コンプライアンス(法令遵守)

コンプライアンス(法令遵守)。
会社が活動する上で、法令を遵守して活動しましょう、というもの。


法律や命令等をまとめて法令っていう。

命令っていうのは行政が作った法律みたいなもの。

法律は国会でしか作れない。
だけど、それじゃ活動しにくいので法律の中で委任する。
この委任があって、はじめて行政が細かいことを決められる。

行政の親玉、内閣が作る命令を政令、内閣総理大臣が作った命令を内閣府令、各省大臣が作った命令を省令という。

法律のほかに規則とか政令とか省令とか、そういうのをひっくるめて法令っていう。

コンプライアンスってのはこれら法令に反しないように活動するってのがキモ。

かといって、法令にないなら何でもやっていいという考え方は間違い。
H氏やM氏が間違えているのはここ。

H氏は別としてM氏は官僚にいて法律を作る方にいたからそんなことくらい知っているだろうと思うけど、どこかで間違えたんだろう。
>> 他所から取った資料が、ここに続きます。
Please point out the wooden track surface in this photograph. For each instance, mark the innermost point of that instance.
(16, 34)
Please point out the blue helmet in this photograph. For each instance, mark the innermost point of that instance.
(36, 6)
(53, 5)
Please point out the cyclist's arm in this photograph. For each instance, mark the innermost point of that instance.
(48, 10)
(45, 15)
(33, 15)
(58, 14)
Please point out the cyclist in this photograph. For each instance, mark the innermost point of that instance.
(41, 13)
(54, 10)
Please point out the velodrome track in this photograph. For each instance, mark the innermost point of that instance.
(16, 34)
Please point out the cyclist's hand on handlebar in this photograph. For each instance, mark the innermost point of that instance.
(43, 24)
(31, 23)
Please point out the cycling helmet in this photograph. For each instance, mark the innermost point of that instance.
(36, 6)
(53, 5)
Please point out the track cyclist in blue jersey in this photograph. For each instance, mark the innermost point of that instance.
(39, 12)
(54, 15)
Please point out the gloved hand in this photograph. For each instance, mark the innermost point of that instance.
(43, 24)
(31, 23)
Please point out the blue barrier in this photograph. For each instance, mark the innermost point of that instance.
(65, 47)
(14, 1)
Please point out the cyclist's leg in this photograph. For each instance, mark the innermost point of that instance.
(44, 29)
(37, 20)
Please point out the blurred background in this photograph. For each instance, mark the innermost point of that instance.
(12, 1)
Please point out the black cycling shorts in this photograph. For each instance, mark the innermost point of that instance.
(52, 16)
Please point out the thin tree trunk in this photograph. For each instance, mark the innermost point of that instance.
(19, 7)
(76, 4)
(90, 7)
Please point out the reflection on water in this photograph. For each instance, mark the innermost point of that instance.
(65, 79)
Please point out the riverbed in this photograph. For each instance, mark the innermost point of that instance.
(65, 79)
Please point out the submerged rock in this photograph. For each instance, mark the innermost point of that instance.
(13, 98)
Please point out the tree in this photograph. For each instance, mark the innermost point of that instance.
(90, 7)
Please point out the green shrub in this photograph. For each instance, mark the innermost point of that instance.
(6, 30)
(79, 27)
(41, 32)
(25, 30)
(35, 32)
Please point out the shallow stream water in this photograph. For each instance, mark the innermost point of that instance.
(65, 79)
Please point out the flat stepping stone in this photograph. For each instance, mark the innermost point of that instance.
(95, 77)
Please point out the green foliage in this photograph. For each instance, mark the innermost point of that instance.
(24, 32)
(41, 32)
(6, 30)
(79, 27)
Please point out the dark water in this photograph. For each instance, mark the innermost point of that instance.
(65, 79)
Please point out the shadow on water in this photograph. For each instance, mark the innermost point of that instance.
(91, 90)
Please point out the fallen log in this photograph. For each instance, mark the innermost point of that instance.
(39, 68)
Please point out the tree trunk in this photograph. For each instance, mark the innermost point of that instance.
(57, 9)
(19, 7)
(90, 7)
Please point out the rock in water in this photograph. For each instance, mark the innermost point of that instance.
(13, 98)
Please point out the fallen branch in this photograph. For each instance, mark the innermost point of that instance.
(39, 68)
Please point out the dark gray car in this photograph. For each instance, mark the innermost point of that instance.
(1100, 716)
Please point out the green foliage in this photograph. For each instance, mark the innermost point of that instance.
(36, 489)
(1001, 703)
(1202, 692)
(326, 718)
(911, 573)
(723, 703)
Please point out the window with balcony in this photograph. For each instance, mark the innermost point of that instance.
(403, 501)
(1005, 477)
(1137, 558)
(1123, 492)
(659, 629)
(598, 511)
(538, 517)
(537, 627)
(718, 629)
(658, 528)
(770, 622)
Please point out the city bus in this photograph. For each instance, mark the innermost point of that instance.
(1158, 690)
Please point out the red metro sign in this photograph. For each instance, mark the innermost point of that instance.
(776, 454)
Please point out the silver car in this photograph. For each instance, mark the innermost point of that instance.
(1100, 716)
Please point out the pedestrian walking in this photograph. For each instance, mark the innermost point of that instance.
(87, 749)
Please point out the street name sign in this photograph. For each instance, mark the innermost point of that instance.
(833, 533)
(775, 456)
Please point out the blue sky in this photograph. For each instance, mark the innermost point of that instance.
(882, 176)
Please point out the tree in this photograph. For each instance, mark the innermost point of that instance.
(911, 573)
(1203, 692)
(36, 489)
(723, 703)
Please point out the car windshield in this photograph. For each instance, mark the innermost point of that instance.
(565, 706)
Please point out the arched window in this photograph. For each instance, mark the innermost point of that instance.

日本は、成文法主義だからまず法令が優先して適用される。
成文法で書いてないことはどうするか?
ここではじめて不文法が登場する。

不文法っていうのは判例や慣習、条理といったもの。

判例は、裁判所が個々の事件ごとに判決した事例。
最高裁判所の判例を変更するには、大法廷でなければできない。
大法廷っていうのは最高裁判所の裁判官全員(15名)で裁判するところ。
判例はいろいろなところで影響を及ぼす。

法令がなければ慣習法を使う。
商法は、成文法である民法よりも慣習法を先に適用する。
慣習は、特定の人々の間で「妥当」と思われている取り決めごと、という感じ。
これが法律レベルまで高められている状態のものを慣習法といったりする。
まぁ、慣習法については、「法例」というかなり古い法律に規定されている。


法令もない。
判例もない。
慣習(法)もない。

このとき何をやってもいいのか?ってことで、H氏やM氏は「何をやってもいい」と理解した。
でも、それは間違い。

最後、条理っていうのがある。
これは曲者だと思う(笑)。

一般市民が抱く感情として、それはいいことか、悪いことか、といった道徳的な判断の中で、濃いいもの・・・。
ほとんどの人がそう思うだろうというもの。道理。
んー、むずかしい。

M氏の場合、まだ法令違反が発覚していない段階で、世間が「バチあたる」っていってたのは、世間の感情として道理に外れていると思ったから。
道理に外れているってことは、条理を遵守していない。
コンプライアンスを軽視した。
無理がとおれば、道理が引っ込む。そのまんま。


短期間にお金儲けしても、それだけで世間が嫌うわけじゃない。
世間がM氏を嫌うのは、短期間にお金儲けするために道理に外れたことをするから。
H氏もM氏もガッコの勉強はできて頭はいいのかもしれないけど、品格・品性はどうだろう。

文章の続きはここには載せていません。